Technology does it again. Technology has made quick work of something most people will have a difficult time doing. In one click of a button, it is now possible to eliminate someone from your apparent life. Problem solved? Not quite.
Confrontation. The enemy of the meek. The initial step to resolution. The dreaded place in any human relation. Confrontation. O how I yearn for thee now.
How does it feel to be unfriended by a friend? I’ll tell you.
In the beginning was convenience. The friend of all. Convenience all the way. It didn’t matter what transpired, what’s been lost, or what’s going to happen afterwards. A quick cutoff is always less painful. I believe it’s the shock factor that desensitizes the brain. However, pain nags. And the memory of pain nags even longer. It’s easy to say short words like, “I’m done” or “let’s not talk anymore.” Better yet, some people just leave silence hanging in the space between, hoping that the space will stretch to infinity until the silence dissipates and the awkwardness no longer exists. It happens, true. And along with the non existing awkwardness also is borne a nonexistent friendship.
Something is much easier than words said or silence combats. It’s called the unfriend button, so readily available to those so eager to lose a friend. It’s the simplest message anyone could ever give. “I’m unfriending you because I no longer want to be your friend.” No brainer. Definitely a heart sinker. Social networking sites make it such a natural thing.
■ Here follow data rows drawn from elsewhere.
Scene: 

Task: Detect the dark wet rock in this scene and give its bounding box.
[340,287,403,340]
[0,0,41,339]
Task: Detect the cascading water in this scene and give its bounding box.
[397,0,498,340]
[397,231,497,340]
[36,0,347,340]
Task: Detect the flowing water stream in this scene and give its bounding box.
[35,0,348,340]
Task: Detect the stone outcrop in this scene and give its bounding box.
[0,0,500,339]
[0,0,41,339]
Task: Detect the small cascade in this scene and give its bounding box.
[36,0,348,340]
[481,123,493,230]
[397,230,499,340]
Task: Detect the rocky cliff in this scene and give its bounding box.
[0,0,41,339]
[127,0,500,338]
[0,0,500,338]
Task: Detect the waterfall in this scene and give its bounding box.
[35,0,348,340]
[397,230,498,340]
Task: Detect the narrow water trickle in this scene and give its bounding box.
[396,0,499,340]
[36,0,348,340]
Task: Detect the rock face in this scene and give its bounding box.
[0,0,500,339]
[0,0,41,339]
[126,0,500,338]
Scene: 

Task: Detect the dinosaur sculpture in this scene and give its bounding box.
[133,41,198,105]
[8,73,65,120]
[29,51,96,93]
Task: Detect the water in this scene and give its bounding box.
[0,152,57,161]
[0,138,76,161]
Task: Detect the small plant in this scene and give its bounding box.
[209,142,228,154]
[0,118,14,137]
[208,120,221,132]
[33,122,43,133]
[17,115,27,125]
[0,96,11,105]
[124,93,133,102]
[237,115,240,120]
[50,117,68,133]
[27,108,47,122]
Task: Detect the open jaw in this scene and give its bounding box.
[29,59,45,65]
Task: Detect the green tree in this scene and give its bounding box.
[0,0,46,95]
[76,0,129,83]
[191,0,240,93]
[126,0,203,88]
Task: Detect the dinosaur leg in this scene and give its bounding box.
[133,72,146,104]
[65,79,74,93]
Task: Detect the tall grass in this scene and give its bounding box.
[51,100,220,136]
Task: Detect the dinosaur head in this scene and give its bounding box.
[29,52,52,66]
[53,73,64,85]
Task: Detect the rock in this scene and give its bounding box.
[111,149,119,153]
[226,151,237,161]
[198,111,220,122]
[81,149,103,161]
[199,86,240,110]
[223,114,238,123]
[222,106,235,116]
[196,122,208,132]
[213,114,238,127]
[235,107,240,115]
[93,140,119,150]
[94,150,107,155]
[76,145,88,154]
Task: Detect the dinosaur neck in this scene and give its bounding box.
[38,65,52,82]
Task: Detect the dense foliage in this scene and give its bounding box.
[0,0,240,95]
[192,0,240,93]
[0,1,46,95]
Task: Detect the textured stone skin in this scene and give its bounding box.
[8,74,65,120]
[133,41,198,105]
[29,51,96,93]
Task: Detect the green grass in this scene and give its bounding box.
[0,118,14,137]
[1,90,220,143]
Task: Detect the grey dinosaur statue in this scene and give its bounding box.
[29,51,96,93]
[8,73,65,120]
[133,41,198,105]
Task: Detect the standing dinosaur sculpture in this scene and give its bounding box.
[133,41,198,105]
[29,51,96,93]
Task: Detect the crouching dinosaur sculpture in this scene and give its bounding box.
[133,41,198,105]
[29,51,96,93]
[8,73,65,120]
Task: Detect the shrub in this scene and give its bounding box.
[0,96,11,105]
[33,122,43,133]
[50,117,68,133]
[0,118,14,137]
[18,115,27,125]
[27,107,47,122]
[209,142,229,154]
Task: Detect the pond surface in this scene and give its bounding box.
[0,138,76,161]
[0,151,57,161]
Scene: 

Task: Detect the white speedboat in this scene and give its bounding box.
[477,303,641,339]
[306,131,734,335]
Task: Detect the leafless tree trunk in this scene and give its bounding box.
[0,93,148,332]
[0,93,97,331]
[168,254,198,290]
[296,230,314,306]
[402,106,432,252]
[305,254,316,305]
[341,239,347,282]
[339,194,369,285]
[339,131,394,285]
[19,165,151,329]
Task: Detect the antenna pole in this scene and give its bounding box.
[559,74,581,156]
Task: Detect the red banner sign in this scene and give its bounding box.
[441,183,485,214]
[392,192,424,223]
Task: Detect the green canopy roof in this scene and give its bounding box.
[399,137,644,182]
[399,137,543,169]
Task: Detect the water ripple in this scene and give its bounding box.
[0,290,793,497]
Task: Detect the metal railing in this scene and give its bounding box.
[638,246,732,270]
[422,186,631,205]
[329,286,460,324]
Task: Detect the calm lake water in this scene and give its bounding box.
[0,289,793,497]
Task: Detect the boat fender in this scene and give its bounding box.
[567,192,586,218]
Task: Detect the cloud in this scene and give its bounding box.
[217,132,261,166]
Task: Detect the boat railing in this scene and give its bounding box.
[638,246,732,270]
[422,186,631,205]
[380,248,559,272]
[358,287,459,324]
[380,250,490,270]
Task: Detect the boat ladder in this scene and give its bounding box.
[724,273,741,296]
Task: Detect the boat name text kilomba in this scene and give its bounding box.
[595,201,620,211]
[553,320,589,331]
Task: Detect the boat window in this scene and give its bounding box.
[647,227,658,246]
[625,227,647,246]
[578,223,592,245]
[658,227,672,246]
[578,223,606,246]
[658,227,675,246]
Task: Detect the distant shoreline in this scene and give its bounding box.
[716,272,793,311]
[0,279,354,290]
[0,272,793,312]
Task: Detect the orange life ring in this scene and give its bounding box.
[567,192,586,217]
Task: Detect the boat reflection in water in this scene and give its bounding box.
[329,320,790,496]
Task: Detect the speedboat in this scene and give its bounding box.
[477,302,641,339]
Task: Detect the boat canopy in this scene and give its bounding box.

I’m horrible at confrontations. Three years ago, I very much welcomed such wicked gesture towards me. After an unexpected and immature and more than likely misread texting war about roommate-type situations, I exploited the silence route to emotional freedom while she, on the other hand, decided to unfriend me. I didn’t care then. But worst yet, she packed up her bags and left with two months still on the lease. Personally, I didn’t think it was that serious. Really? But it must’ve been enough for her to take it to that sad, empty level of being strangers to each other again. You see, we weren’t just roommates then. We had been wonderfully close friends for about 10 years before that disaster. 10 years of precious fun times and sisterly emotions spent. 10 minutes of careless and tactless texting on both sides. One click of a finger and voila! We have become strangers. We have become two random souls who never talk to each other, let alone apologize for our shortcomings. It was the quick getaway, the perfect resolution. However, we didn’t account for the aftershocks of such a high, solid drop. At least, I didn’t. And now I feel the effects full on.
It is strange now looking back at it. So much has changed in my life since then. I’ve thought about her as a person. I’ve seen her a couple of times at parties of our common friends. There’s no more hurt. The guilt of letting our friendship slip away is what’s haunting me. There’s only sadness there. And frankly, I’m afraid to reach out. I’ve been unfriended once, can I possibly take it again? And this is coming from someone who will circle around chasing my own tail just to avoid confrontation. In matters as such, I admit I’m not so brave. And as much as I strive to be better, it humbles me to think of my many lacks and flaws as a person and how long and narrow that road is to perfection. Whatever distance we have put between us, it’s still awkward after all this time and even more so now. And after all this time, I just feel like a closure of some sorts is optimal for my conscientious health. It bothers me that it bothers me. It’s a door that needs to be closed, whether we become acquaintances again or not. Friendship is a long shot, unfortunately.
So when a friend, lover, sister, brother, or someone close ‘unfriends’ you, how do you try to ‘friend’ them back?